Highly siderophile element abundances as well as 187Re-187Os isotopic systematics of EC 002 show that it has a fractionated HSE pattern and much lower HSE compared to the achondrite andesites GRA 068128/9, with highly fractionated (Re/Os)N and (Pd/Ir)N of 120 and 30 (GRA 068128/9 = 1.3 and 2.9-3.1; Day et al., 2009; Figure 4). Total HSE abundances in EC 002 are low at 2 ppb, compared to between 750 and 960 ppb in GRA 068128 and GRA 068129. The CI-chondrite normalized HSE pattern of EC 002 overlaps with the range of differentiated achondrites diogenites18 and angrites17 and plots close to upper CC6 (Figure 4). The 187Os/188Os ratio of EC 002 is 0.1502; more radiogenic than the present-day chondritic reference value19 with a g187Os value of +15.9, suggesting a moderately suprachondritic Re/Os ratio since ~4.5 Ga. Although EC 002 has a high measured 187Re/188Os ratio of ~40, this feature is the result of recent terrestrial alteration which happens readily in meteorites20. While terrestrial alteration can explain the high Re content in EC 002, this process is not effective at redistributing the platinum group elements (Pd, Pt, Ir, Ru, Os), which instead require parent body processes to account for their distribution in EC 002.
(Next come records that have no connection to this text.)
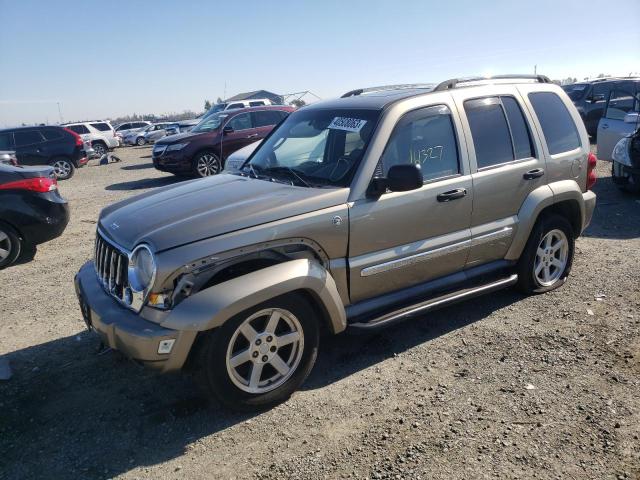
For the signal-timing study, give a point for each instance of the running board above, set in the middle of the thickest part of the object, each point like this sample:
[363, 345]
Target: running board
[434, 303]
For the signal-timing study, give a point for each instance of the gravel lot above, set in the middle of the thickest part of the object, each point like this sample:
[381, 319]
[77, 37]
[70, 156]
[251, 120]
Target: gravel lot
[504, 386]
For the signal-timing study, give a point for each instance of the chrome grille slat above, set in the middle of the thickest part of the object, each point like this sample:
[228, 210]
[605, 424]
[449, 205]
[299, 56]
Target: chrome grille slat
[111, 265]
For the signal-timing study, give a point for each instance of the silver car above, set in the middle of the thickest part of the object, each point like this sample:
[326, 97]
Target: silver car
[354, 213]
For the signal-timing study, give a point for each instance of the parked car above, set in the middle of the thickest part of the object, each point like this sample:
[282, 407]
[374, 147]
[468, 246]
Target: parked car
[221, 107]
[124, 129]
[8, 158]
[237, 158]
[354, 213]
[620, 118]
[32, 211]
[183, 126]
[590, 99]
[100, 133]
[203, 151]
[149, 134]
[59, 147]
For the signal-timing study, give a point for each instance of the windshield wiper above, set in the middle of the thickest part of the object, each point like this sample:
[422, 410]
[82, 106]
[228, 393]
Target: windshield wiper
[289, 170]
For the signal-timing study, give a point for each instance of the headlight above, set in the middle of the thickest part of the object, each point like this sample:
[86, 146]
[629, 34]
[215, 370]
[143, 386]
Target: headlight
[177, 146]
[142, 269]
[621, 152]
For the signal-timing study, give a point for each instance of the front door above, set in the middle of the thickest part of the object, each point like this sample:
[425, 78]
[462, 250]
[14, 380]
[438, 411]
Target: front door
[406, 238]
[612, 127]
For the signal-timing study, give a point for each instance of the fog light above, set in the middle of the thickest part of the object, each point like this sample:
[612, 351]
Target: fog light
[165, 346]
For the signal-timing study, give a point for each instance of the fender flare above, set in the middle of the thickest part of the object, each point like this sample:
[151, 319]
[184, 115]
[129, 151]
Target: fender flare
[213, 306]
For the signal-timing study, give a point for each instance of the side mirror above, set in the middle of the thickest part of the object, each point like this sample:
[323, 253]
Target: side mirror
[401, 178]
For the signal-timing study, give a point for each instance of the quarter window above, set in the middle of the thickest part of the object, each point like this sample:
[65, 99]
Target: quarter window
[424, 137]
[27, 138]
[557, 124]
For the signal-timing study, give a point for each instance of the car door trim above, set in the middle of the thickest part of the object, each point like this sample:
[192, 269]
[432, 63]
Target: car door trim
[436, 252]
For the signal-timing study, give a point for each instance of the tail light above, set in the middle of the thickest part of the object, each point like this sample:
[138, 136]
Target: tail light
[38, 184]
[78, 138]
[592, 161]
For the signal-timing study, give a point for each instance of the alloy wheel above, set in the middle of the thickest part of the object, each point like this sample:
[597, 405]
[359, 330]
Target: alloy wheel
[551, 258]
[208, 164]
[62, 168]
[265, 350]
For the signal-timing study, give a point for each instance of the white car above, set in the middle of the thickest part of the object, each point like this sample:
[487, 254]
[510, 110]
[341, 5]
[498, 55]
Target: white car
[100, 134]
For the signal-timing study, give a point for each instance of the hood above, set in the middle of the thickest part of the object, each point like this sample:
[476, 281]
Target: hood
[195, 210]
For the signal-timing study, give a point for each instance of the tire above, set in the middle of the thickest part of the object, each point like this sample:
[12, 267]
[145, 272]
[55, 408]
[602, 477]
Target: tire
[63, 167]
[547, 258]
[235, 384]
[206, 164]
[100, 148]
[10, 245]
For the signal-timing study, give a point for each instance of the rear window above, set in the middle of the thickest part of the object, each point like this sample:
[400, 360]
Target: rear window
[103, 127]
[51, 134]
[557, 124]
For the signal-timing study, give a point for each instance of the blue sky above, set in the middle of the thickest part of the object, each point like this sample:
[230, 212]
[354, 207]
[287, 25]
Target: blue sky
[102, 59]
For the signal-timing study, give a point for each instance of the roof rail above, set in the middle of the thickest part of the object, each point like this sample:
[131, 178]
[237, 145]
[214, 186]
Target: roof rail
[453, 83]
[360, 91]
EC 002 is an Extraterrestrial Lava
The bulk composition of EC 002 is close to terrestrial CC1, although the bulk CC is enriched in Al and K and depleted Fe and Ca relative to EC 002. The question naturally arises whether EC 002 is indeed a meteorite or a misidentified terrestrial rock. Preliminary oxygen isotopic data15 for EC 002 show D17O of –0.103 to –0.142, distinct from terrestrial values. The FeO/MnO ratio is also useful for distinguishing achondrite parent bodies, and the bulk EC 002 shows a FeO/MnO of 26, distinct from the CC at 67, as well as other evolved achondrites (Figure 3). Erg Chech 002 overlaps in D17O with the ungrouped achondrite Bunburra Rockhole21 and despite strongly differing bulk rock chemistry, they could potentially share a parent body. The large augite grains in EC 002 are close to equilibrium with the bulk composition with respect to Na and Ti, whose partitioning into pyroxene is relatively unaffected by temperature and pressure22. The Mg-rich grain is likely a xenocryst due to its strongly differing composition and the fact that it is rimmed by the predominant augite composition. Therefore, despite the presence of xenocrysts of enstatite, bulk EC 002 is likely close to its parental melt composition. This is consistent with the textures showing large pyroxenes with interstitial oligoclase containing pockets of evolved melts (Figure 1a), and no clear cumulate texture.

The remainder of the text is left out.